A tracing layer to figure out which tasks are running in parallel and which are blocked on cpu, mainly for cli applications.
Each span from beginning to end is a blue stripe. An async span can either be active or yield and wait (details in the tracing docs), only in the sections in which a span is active, we plot an orange section above it. Sync spans are always active, so their blue and orange regions are identical. The darker the color the more spans of the same name are active at the same time.
The example plot below is generated by cached_network.rs has four sections. The first show sequentially making network requests and parsing the response, the second section shows the same logic but parallelized with buffer_unordered.
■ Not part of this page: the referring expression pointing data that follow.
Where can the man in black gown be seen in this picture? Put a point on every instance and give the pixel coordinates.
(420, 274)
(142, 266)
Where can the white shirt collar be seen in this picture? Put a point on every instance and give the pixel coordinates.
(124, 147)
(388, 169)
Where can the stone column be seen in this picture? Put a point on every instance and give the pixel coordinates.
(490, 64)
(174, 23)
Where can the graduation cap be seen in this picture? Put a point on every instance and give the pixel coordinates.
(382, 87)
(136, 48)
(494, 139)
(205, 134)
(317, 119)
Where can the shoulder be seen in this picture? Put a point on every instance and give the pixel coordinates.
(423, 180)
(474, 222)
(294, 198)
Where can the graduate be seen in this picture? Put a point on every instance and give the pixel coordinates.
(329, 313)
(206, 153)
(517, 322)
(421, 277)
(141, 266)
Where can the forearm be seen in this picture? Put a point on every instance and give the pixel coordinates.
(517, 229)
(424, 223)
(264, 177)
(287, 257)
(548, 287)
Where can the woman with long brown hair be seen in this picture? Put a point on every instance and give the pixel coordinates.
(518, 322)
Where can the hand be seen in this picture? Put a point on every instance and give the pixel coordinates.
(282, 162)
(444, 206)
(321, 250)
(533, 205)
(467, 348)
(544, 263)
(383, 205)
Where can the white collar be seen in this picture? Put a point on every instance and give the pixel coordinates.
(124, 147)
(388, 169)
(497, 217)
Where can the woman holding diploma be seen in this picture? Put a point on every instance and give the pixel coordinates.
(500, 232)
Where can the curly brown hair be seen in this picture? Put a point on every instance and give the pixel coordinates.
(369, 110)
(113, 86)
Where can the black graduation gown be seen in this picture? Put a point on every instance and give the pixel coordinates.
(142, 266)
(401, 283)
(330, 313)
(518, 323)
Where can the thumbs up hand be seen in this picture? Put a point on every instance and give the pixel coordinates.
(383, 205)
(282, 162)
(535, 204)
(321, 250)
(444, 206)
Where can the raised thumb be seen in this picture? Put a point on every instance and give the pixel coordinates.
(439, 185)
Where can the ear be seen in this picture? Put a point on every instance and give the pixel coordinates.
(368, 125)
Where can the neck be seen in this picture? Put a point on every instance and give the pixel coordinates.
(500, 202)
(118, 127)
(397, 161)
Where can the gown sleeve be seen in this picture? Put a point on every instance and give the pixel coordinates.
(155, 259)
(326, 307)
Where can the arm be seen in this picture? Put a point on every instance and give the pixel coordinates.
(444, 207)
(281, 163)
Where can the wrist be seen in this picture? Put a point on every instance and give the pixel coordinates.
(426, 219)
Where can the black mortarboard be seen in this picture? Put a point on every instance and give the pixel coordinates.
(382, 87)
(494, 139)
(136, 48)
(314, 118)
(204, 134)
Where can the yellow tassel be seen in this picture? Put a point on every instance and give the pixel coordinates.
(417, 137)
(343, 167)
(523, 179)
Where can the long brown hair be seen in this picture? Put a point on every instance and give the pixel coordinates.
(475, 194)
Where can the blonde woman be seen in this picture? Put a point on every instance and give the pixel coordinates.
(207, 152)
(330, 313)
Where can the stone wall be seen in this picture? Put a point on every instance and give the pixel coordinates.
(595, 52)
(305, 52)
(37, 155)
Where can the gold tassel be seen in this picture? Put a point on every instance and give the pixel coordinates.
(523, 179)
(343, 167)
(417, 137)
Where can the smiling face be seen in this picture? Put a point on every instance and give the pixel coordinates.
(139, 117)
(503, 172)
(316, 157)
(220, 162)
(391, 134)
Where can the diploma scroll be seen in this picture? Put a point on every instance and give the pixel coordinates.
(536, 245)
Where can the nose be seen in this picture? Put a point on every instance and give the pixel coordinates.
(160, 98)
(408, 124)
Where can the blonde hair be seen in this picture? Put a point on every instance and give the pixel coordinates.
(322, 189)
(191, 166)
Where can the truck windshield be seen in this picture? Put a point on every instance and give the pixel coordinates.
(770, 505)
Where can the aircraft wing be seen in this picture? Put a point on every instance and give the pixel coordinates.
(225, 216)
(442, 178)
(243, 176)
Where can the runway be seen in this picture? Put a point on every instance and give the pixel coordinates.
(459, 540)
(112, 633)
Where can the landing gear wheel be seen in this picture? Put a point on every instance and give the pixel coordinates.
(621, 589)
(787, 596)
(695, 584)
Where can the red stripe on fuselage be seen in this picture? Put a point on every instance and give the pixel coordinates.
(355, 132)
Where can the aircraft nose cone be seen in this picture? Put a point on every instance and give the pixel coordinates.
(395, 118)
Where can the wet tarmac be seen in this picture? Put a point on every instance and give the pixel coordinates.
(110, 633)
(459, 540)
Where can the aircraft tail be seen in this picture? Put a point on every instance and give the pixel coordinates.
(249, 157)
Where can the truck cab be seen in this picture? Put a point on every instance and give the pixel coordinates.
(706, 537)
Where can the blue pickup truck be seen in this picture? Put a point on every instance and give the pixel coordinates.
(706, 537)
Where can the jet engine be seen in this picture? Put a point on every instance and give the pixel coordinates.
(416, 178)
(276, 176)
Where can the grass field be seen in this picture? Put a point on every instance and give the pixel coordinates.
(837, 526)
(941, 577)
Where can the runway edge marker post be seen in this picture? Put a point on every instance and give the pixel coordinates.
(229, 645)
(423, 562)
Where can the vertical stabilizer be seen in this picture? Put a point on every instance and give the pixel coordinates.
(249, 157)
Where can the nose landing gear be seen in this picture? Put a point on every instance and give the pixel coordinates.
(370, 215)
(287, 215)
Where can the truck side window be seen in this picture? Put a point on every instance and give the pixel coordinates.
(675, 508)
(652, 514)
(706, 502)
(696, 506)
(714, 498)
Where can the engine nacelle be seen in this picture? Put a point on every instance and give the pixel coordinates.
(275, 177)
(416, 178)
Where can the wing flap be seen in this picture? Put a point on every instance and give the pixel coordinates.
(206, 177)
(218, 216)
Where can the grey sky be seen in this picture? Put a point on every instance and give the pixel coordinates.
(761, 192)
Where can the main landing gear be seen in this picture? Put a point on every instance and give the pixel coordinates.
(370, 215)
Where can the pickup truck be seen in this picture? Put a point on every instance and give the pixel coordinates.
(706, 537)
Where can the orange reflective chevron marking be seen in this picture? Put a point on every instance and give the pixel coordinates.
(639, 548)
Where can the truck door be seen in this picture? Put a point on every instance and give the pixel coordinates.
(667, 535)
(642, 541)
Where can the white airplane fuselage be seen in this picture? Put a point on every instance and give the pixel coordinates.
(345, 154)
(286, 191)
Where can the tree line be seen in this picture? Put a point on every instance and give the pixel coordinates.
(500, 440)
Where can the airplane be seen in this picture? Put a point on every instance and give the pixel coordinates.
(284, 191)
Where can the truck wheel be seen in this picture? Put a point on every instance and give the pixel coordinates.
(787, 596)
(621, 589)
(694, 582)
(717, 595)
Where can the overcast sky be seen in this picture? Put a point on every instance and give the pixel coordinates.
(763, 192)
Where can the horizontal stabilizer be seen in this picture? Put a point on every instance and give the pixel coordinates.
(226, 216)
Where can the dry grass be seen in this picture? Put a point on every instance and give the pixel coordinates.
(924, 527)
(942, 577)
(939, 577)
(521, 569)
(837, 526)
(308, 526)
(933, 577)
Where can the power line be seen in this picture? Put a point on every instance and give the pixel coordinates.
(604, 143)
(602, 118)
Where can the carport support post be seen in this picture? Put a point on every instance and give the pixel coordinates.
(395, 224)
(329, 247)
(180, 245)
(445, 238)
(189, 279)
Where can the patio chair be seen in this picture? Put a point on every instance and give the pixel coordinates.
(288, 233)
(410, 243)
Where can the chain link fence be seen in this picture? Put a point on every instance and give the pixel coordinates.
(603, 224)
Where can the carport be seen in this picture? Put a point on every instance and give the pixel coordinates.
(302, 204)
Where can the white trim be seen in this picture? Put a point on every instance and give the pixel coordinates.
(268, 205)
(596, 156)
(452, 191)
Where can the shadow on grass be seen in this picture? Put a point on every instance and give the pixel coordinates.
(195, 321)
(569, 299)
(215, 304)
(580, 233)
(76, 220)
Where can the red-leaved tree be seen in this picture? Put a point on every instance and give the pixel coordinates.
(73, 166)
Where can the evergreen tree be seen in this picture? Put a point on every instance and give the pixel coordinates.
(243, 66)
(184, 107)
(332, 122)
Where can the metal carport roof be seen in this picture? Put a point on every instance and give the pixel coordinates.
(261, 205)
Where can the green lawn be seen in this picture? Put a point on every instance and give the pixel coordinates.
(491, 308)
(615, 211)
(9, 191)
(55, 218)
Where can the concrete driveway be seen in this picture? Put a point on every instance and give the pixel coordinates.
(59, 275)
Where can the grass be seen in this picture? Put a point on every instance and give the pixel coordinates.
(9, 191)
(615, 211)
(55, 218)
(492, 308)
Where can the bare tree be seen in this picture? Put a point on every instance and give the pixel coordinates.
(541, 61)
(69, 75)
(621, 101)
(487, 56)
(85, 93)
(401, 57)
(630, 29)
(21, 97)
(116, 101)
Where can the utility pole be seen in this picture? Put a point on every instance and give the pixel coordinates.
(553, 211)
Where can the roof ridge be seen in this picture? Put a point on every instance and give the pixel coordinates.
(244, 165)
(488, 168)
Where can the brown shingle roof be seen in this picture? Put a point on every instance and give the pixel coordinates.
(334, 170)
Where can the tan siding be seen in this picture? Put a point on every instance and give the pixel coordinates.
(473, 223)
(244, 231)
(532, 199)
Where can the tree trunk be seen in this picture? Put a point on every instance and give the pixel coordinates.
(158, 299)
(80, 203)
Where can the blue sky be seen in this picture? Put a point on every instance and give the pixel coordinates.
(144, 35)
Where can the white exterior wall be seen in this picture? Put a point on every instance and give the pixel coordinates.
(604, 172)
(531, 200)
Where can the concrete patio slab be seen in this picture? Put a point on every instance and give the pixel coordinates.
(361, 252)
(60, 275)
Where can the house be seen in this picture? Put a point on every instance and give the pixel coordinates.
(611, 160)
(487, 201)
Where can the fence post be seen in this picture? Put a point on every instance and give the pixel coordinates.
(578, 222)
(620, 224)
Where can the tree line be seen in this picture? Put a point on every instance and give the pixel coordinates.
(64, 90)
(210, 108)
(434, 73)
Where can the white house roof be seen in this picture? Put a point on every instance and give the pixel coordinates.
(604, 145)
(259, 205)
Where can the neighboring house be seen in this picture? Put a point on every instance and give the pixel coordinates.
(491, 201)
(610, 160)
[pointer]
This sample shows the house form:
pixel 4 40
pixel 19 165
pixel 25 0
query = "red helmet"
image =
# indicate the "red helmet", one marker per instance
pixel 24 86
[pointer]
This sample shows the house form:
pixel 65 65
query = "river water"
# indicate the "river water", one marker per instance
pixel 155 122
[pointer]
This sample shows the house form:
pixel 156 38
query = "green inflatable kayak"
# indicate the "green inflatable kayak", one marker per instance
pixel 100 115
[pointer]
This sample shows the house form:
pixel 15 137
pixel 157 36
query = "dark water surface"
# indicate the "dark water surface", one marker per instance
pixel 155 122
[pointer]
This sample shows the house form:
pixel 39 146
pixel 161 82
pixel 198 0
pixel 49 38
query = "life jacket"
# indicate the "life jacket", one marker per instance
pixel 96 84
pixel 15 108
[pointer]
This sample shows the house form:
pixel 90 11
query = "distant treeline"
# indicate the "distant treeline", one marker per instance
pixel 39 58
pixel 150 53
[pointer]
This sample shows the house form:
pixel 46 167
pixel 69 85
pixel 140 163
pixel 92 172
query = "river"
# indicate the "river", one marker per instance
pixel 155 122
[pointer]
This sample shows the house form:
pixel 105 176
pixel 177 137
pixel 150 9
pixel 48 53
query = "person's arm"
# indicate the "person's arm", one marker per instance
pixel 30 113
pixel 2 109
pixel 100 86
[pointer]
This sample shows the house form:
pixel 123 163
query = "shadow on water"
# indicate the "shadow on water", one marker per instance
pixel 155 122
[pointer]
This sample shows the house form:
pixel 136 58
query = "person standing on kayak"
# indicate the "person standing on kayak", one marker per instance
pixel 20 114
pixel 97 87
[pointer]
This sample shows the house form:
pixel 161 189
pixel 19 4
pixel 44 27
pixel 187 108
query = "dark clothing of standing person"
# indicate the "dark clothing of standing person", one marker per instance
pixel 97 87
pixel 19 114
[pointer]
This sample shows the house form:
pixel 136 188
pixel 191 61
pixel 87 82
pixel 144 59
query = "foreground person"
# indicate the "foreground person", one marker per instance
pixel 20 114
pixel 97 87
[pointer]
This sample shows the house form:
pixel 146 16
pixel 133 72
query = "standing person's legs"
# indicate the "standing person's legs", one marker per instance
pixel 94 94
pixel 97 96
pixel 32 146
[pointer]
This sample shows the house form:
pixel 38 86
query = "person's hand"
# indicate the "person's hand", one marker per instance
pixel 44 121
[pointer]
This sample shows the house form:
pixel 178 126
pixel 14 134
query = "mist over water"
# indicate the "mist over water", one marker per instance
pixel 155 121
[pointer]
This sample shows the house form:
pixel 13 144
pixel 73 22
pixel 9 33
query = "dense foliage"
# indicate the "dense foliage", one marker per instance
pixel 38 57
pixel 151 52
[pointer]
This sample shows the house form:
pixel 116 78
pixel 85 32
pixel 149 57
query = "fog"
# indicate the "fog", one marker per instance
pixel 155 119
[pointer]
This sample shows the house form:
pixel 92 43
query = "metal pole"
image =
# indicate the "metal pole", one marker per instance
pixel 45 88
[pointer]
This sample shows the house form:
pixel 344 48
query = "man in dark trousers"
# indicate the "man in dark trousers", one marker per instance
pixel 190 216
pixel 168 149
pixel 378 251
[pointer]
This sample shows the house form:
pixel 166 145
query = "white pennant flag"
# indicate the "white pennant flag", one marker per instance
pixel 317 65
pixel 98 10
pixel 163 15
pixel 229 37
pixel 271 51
You can see how the requests happen in parallel and the parsing starts as soon as a request is finished. Sections three and four are a more complex example where we first check a cache before emitting a network request.
Open the svg in your browser and hover over the sections for detailed timings and field information.
The multi-lane option provides a more verbose view showing each individual span:
The plots are complementary to a cpu profiler such as perf
or sample and looking at raw span durations. They don't give you and exact work-by-line breakdown, instead they tell you where cpu is blocking or delaying other work and when the cpu is idle waiting for more parallelism.
use std::fs::File;
use std::io::BufWriter;
use tracing_durations_export::DurationLayer;
use tracing_subscriber::layer::SubscriberExt;
use tracing_subscriber::{registry::Registry, fmt};
fn setup_global_subscriber() -> DurationsLayerDropGuard {
let fmt_layer = fmt::Layer::default();
let (duration_layer, guard) = DurationsLayerBuilder::default()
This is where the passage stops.